Tthe computing system 500 may include a memory. The memory can include any computer-readable storage medium, for example, volatile memory, random access memory (RAM), non-volatile memory, read only memory (ROM), or flash memory. The memory may include a Random-Access Memory (RAM), a Read-Only Memory (ROM), a Complementary Metal Oxide Semiconductor Memory (CMOS), a magnetic surface memory, a Hard Disk Drive (HDD), a floppy disk, a magnetic tape, a disc (CD-ROM, DVD-ROM, etc.), a USB Flash Drive (UFD), or the like, or any combination thereof.



FIG. 8 depicts an example of a method 900. The method 900 can be performed using any of various systems or devices described herein, such as for operation of the FDSS 100. The method 900 can be performed to trigger alerting of a hazardous fire and/or addressing or suppressing the hazardous fire responsive to determining that data regarding a premise (e.g., image data of a commercial kitchen) meets one or more criteria for representing a hazardous fire. While various operations of the method 900 are described with reference to components of the FDSS 100, such operations may be performed by other components of the FDSS 100 according to factors including but not limited to location, computational resource usage, and/or network latency.


At 902, a fire can be detected or otherwise identified by a fire control panel system (e.g., fire control panel system 400), such as responsive to receiving sensor data from one or more sensors. For example, any one or more sensors (e.g., the smoke detectors 402a, heat detectors 402b, carbon monoxide sensor 402c, or/and carbon dioxide sensor 402d) can detect any potential attributes of a fire, fire indicators, or a hazard in a premise. The output of the one or more sensors (e.g., of one or more of the smoke detectors 402a, heat detectors 402b, carbon monoxide sensor 402c, or/and carbon dioxide sensor 402d) can be transmitted to the fire control panel system as a first control signal. The fire control panel system can transmit the received first control signal to an on-premise bridge (e.g., on-premise bridge 600).

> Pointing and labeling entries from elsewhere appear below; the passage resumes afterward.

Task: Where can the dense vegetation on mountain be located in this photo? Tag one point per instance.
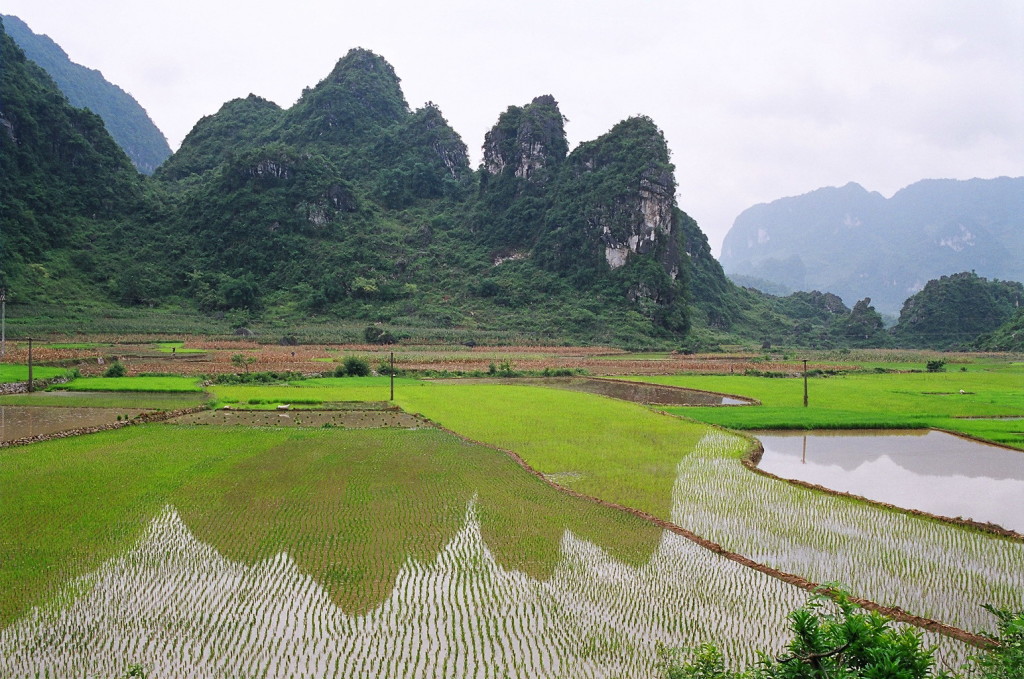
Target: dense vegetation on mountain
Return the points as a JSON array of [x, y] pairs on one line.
[[1008, 337], [952, 310], [64, 182], [85, 88], [351, 205], [858, 244]]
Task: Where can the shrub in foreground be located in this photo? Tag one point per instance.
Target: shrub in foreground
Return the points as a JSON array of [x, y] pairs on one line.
[[839, 639]]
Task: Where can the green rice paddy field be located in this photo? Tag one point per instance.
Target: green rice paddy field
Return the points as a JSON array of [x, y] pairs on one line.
[[213, 551]]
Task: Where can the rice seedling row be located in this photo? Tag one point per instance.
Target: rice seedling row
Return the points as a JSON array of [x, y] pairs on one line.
[[295, 554], [669, 468]]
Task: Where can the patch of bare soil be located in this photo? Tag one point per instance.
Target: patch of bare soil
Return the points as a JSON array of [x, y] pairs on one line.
[[343, 419]]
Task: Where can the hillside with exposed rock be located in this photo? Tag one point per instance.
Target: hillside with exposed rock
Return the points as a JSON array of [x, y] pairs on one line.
[[350, 204]]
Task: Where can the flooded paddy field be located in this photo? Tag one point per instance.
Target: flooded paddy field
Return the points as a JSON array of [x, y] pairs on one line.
[[931, 471], [347, 417], [293, 543], [637, 392], [693, 476], [140, 399], [230, 551]]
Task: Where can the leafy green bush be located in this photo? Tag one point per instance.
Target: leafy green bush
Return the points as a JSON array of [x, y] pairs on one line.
[[835, 638], [116, 370], [352, 367], [375, 335]]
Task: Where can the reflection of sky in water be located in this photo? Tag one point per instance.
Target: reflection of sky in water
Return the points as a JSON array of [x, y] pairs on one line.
[[932, 471]]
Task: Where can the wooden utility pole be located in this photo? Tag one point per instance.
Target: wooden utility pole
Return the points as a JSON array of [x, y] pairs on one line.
[[805, 382], [3, 323], [30, 364]]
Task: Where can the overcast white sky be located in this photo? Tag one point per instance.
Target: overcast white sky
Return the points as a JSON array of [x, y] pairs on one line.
[[758, 99]]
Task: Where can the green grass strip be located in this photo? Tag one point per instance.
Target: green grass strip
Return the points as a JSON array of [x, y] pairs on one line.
[[19, 373]]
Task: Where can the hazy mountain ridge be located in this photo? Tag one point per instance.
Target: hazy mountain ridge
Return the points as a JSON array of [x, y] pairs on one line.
[[350, 204], [125, 119], [856, 243]]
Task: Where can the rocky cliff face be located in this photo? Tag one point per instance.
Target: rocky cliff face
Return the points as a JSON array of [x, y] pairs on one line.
[[633, 193], [526, 139]]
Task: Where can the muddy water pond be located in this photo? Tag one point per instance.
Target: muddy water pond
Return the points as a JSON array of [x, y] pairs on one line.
[[931, 471], [24, 421]]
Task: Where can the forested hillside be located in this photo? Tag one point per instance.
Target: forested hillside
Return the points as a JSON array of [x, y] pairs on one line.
[[352, 205], [125, 119], [856, 243]]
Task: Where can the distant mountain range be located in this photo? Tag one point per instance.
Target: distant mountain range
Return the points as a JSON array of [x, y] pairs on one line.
[[858, 244], [125, 119]]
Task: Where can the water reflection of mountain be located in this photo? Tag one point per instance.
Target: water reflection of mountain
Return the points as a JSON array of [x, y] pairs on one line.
[[922, 453], [181, 608]]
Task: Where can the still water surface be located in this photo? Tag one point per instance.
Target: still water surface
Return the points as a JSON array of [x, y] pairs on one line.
[[932, 471]]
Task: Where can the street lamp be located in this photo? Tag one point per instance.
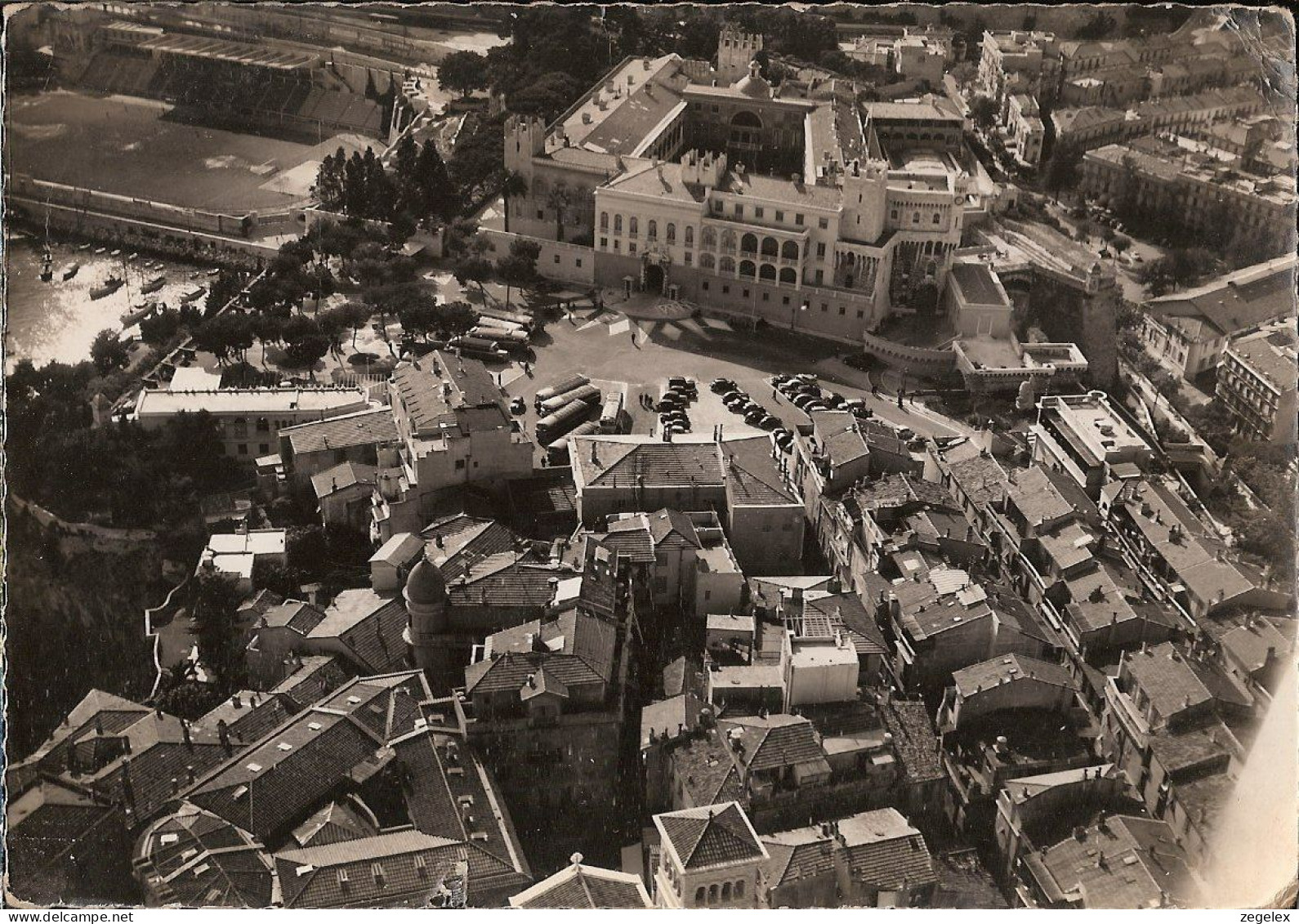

At 904, the first control signal can be processed (e.g., by the on-premise bridge 600) to determine that there is a fire according to the first control signal. For example, a flag or other indicator indicating that a fire is present can be identified from the first control signal and/or the first control signal can include sensor data indicative of a fire that the on-premise bridge manager can process to determine that the fire is present.


Responsive to determining that the fire is present, at 906, an image capture system (e.g., the image capture system 300) can be activated, such as to be caused to capture one or more images. For example, the on-premise bridge 600 can a second control signal to the image capture system 300 responsive to determining that the fire is present to cause the image capture system 300 to capture the one or more images.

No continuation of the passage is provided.